The IDF selected me as their representative to attend the Medtronic Community Exchange Event in Barcelona in November 2016. www.bloodsugartrampoline.com www.thriveabetes.ie

Fostered the Thriveabetes Founder & Event Organiser Thriveabetes: The Thrive with Type 1 Diabetes conference is probably what I spend most of my volunteer time on these days. This event uses every skill I have learned though all of those years of volunteering from financing to volunteer management.

Volunteering Make Us Stronger And there you have it! What started out as a cry for help over time became a “what can I do to help you.” I now spent all of my free time writing, connecting with my diabetes community (online and offline) and advocating for all the things we need for people with diabetes.

I have found something I am passionate about. I can’t wait to see where volunteering brings me next!

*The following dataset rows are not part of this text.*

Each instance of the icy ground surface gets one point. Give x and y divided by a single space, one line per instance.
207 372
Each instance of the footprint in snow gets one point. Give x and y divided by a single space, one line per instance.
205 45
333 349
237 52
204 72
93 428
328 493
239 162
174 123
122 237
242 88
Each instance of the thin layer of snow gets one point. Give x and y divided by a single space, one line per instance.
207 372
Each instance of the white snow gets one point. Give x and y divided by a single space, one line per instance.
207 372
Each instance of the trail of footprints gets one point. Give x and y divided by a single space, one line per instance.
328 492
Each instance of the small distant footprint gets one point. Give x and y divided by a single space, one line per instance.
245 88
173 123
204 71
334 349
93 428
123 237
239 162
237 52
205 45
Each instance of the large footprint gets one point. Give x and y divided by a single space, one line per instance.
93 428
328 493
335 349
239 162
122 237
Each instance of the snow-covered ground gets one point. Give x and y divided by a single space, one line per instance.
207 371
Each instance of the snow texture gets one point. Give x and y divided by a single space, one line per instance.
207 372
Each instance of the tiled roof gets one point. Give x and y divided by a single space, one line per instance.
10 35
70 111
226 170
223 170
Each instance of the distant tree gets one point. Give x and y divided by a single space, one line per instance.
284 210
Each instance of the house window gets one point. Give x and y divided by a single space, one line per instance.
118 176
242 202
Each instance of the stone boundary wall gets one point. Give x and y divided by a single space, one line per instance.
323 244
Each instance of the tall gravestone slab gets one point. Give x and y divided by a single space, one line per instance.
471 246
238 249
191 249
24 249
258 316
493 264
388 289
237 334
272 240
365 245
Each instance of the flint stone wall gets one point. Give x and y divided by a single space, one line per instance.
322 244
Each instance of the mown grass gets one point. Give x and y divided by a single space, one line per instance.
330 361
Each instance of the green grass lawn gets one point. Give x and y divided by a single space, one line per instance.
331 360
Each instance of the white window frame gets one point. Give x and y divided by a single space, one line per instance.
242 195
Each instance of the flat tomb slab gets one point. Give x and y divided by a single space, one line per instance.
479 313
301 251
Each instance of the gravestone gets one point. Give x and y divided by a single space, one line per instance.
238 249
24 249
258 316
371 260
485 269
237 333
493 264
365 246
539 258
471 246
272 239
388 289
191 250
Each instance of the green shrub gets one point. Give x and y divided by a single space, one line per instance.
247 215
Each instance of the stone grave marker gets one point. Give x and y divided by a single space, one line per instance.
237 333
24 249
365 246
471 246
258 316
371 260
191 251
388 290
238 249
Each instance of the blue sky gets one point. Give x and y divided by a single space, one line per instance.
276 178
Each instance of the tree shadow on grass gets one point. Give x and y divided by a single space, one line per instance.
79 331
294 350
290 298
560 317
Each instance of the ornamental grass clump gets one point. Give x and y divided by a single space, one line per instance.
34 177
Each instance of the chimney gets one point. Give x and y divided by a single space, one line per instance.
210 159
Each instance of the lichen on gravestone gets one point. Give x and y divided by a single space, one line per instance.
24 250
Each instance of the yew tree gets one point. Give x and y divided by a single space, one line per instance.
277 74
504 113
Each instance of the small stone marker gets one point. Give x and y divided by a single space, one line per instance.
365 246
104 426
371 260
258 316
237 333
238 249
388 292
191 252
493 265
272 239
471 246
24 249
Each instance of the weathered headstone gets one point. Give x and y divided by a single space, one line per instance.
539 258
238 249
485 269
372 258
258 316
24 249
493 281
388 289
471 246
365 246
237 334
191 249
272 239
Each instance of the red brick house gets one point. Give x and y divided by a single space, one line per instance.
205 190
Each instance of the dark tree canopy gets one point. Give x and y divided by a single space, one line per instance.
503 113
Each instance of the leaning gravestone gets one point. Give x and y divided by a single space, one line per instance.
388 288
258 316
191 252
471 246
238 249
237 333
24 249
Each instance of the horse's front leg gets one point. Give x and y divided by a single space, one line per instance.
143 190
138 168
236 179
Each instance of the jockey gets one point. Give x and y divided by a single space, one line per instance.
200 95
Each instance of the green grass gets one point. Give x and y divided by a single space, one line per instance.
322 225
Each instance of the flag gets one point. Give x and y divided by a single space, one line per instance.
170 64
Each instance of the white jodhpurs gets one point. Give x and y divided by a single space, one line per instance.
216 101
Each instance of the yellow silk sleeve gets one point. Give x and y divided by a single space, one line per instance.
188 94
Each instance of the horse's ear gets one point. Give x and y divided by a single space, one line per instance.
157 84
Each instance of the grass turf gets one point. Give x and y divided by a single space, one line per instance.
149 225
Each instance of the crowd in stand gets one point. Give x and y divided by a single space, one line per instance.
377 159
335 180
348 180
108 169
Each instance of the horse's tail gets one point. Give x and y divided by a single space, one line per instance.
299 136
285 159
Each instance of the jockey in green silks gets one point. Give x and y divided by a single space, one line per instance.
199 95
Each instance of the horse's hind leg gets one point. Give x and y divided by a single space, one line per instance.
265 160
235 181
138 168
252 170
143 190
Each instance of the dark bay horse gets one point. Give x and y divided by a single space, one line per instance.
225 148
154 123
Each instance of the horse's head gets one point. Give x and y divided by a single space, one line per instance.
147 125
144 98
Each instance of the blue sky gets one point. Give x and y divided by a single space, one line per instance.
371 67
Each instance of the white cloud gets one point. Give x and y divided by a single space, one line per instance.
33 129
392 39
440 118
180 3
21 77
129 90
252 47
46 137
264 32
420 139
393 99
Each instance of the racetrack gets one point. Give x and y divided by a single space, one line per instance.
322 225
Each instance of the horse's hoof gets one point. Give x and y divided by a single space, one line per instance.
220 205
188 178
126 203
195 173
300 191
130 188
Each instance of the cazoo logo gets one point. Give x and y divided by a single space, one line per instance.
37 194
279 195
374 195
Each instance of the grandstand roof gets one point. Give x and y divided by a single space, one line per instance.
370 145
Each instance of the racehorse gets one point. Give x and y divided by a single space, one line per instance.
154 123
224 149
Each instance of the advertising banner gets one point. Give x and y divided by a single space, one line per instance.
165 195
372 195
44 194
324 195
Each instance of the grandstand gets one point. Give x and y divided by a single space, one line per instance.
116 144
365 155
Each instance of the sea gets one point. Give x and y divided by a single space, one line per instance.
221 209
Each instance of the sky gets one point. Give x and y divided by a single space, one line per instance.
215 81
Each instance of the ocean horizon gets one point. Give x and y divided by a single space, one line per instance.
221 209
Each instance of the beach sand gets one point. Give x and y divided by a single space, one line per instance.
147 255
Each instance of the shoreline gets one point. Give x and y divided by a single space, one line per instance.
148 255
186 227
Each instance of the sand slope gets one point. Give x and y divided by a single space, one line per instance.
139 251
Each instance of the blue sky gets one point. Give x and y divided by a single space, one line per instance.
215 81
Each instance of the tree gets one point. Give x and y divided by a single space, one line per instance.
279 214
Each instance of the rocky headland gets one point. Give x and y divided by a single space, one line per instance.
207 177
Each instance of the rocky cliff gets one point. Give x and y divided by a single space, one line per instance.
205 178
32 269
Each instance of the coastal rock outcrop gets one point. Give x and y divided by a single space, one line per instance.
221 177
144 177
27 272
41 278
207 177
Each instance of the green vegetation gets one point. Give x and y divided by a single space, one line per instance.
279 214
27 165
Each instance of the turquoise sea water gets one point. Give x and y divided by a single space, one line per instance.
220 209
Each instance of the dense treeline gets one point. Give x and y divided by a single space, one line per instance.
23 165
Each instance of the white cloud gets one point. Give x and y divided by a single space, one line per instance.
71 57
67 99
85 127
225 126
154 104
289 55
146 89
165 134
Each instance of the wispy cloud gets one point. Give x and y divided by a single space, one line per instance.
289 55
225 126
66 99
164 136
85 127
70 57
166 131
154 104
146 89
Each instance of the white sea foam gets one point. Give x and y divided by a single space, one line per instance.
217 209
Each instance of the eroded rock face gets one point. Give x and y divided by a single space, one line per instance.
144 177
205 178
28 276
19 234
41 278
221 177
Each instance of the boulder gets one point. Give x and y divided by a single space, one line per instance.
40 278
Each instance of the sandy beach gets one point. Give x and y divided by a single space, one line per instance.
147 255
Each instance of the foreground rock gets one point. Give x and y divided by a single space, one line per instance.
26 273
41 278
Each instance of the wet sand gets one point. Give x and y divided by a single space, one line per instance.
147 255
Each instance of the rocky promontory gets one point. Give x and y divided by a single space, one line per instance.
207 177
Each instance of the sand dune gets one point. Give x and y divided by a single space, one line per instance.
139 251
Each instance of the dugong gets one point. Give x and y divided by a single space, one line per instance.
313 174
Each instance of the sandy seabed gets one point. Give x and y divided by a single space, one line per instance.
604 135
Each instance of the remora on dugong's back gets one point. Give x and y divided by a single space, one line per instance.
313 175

Diabetes Ireland Celebrates 50 Years

Last Thursday evening, Diabetes Ireland launched a book detailing their 50 years in existence. I was so proud to be there to witness it, so honoured to be asked to contribute and excited to meet some diabetes legends. Local TD, Róisín Shortall did the honours and gave a lovely speech, as did chairperson, Hilary Hoey and CEO Kieran O’Leary.

Did you know that the very first AGM of what’s now Diabetes Ireland took place on the 2nd of April 1967 in the Mansion House in Dublin?

Do you know that 750 people showed up???? Yes, seven hundred and fifty people!!

They must have come from all over. The first mission of the organisation was to make insulin free to patients. They achieved this within their first two months. And then secured all other diabetes supplies on the Long Term Illness scheme in 1971.

This was especially poignant because as we were celebrating 50 years of free insulin and diabetes supplies, at the same time in the United States of America, THE richest nation in the world, the House of Representatives voted to repeal the health care act that made insulin accessible, and affordable to most of its millions of it’s citizens with diabetes. It was heartbreaking.

I’m quite lost for words for my fellow PWD’s in America. I hope to be able to find some, words that is, for a post soon.

When the speeches finished, I was approached by a lady, Una Wilson, who wanted to tell me that her daughter, Orla, who lives in America sent her a piece that I had written for DiabetesMine.com and complimented me on it.

I’ve always loved to hear stories, other people diabetes stories, and to hear about how Diabetes Ireland began and about the people who started it has been fascinating for me. So when Una told me her name, I immediately knew that she was employee number 2 with Diabetes Ireland - the very second person employed, and launched into a hundred questions about how that happened and what it was like. Una was diagnosed in 1982, her daughter Orla, then 12 was diagnosed a couple of months later and Orla’s daughter has been diagnosed recently.

The family of the very first person employed by Diabetes Ireland, Phil Vizzard, were there too and represented her proudly. Phil’s daughter, Nicola, talks in the book about being a small army of fundraisers; “shaking boxes outside football matches, raising sponsorship or collecting money in pubs”.

This book was exciting for me to read because I’ve been meeting other volunteers for years and never really got to sit and chat with them. It’s through the book that I found out how much of a LEGEND Donegal’s Danny McDaid is. Danny is a long time volunteer and a two time Olympian. I mean he has a 10K named after him!!!

I had no idea that there was a story behind the start of the southern branches. I also had the opportunity to meet Tony O’Sullivan a fellow person with type 1 diabetes and a GP, who was chairperson of Diabetes Ireland about the time that I began volunteering and went on the become chairperson of the International Diabetes Federation.

It was a lovely evening and I hope that this book finds it’s way into the hands of every person with diabetes.